As a physician, I know the challenge of helping patients determine which health care options might work best for them given their personal situation and preferences. Too often they — and their clinicians — must make choices about preventing, diagnosing and treating diseases and health conditions without adequate information. The Patient-Centered Outcomes Research Institute (PCORI) was created to help solve this problem — to help patients and those who care for them make better-informed health decisions.

Established by Congress through the Patient Protection and Affordable Care Act as an independent research institute, PCORI is designed to answer real-world questions about what works best for patients based on their particular circumstances and concerns. We do this primarily by funding comparative clinical effectiveness research (CER), studies that compare multiple care options. But more research by itself won’t improve clinical decision-making. Patients and those who care for them must be able to easily find relevant evidence they can trust. That’s why our mandate is not just to fund high-quality CER and evidence synthesis but to share the results in ways that are meaningful to patients, clinicians and others. We’re also charged with improving the methods used in conducting those studies and enhancing our nation’s capacity to do such research.

We will be evaluated ultimately on whether the research we fund can change clinical practice and help reduce the variations and disparities that stand between patients and better outcomes.
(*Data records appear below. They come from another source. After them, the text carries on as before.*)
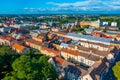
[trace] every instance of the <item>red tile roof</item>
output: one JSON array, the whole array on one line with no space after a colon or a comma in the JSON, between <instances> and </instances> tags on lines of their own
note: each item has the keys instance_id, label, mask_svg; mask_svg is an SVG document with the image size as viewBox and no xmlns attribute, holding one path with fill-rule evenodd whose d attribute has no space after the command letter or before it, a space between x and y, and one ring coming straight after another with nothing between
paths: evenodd
<instances>
[{"instance_id":1,"label":"red tile roof","mask_svg":"<svg viewBox=\"0 0 120 80\"><path fill-rule=\"evenodd\" d=\"M71 50L71 49L68 49L68 48L62 48L61 51L72 54L72 55L75 55L75 56L80 55L79 51Z\"/></svg>"},{"instance_id":2,"label":"red tile roof","mask_svg":"<svg viewBox=\"0 0 120 80\"><path fill-rule=\"evenodd\" d=\"M1 36L0 38L4 40L8 40L10 42L15 40L15 38L13 38L12 36Z\"/></svg>"},{"instance_id":3,"label":"red tile roof","mask_svg":"<svg viewBox=\"0 0 120 80\"><path fill-rule=\"evenodd\" d=\"M42 43L41 43L41 42L35 41L35 40L33 40L33 39L27 39L26 42L32 43L32 44L35 44L35 45L40 45L40 46L42 46Z\"/></svg>"},{"instance_id":4,"label":"red tile roof","mask_svg":"<svg viewBox=\"0 0 120 80\"><path fill-rule=\"evenodd\" d=\"M16 50L22 51L25 47L20 44L14 44L12 48L15 48Z\"/></svg>"},{"instance_id":5,"label":"red tile roof","mask_svg":"<svg viewBox=\"0 0 120 80\"><path fill-rule=\"evenodd\" d=\"M47 48L47 47L41 47L41 50L46 50L48 51L49 53L53 53L54 55L58 56L59 55L59 51L55 51L53 49L50 49L50 48Z\"/></svg>"},{"instance_id":6,"label":"red tile roof","mask_svg":"<svg viewBox=\"0 0 120 80\"><path fill-rule=\"evenodd\" d=\"M64 37L63 42L67 42L67 41L70 41L70 40L72 40L72 39L71 39L71 38Z\"/></svg>"},{"instance_id":7,"label":"red tile roof","mask_svg":"<svg viewBox=\"0 0 120 80\"><path fill-rule=\"evenodd\" d=\"M54 57L53 59L56 63L59 63L61 65L63 65L63 63L65 62L65 60L60 57Z\"/></svg>"}]
</instances>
We’re confident that the work we’re funding brings us and the audiences we serve closer to that goal.

Recently, some questions have been raised in health policy circles about our holistic approach to PCORI’s work. That view holds that direct comparisons of health care options — especially those involving high-priced interventions — should be the dominant if not sole focus of PCORI’s research funding approach as a path to limiting the use of expensive, less-effective options.

We agree that discovering new knowledge on how therapies compare with one another is a critical mandate of PCORI and is essential to improving the quality and effectiveness of care. However, ensuring that patients and those who care for them have timely access to and can use this knowledge, so that they can effectively apply it to improve their decisions, is also very important. That is the reasoning behind our integrated approach path that addresses the gaps in available evidence, and also studies how best to make the evidence available and usable.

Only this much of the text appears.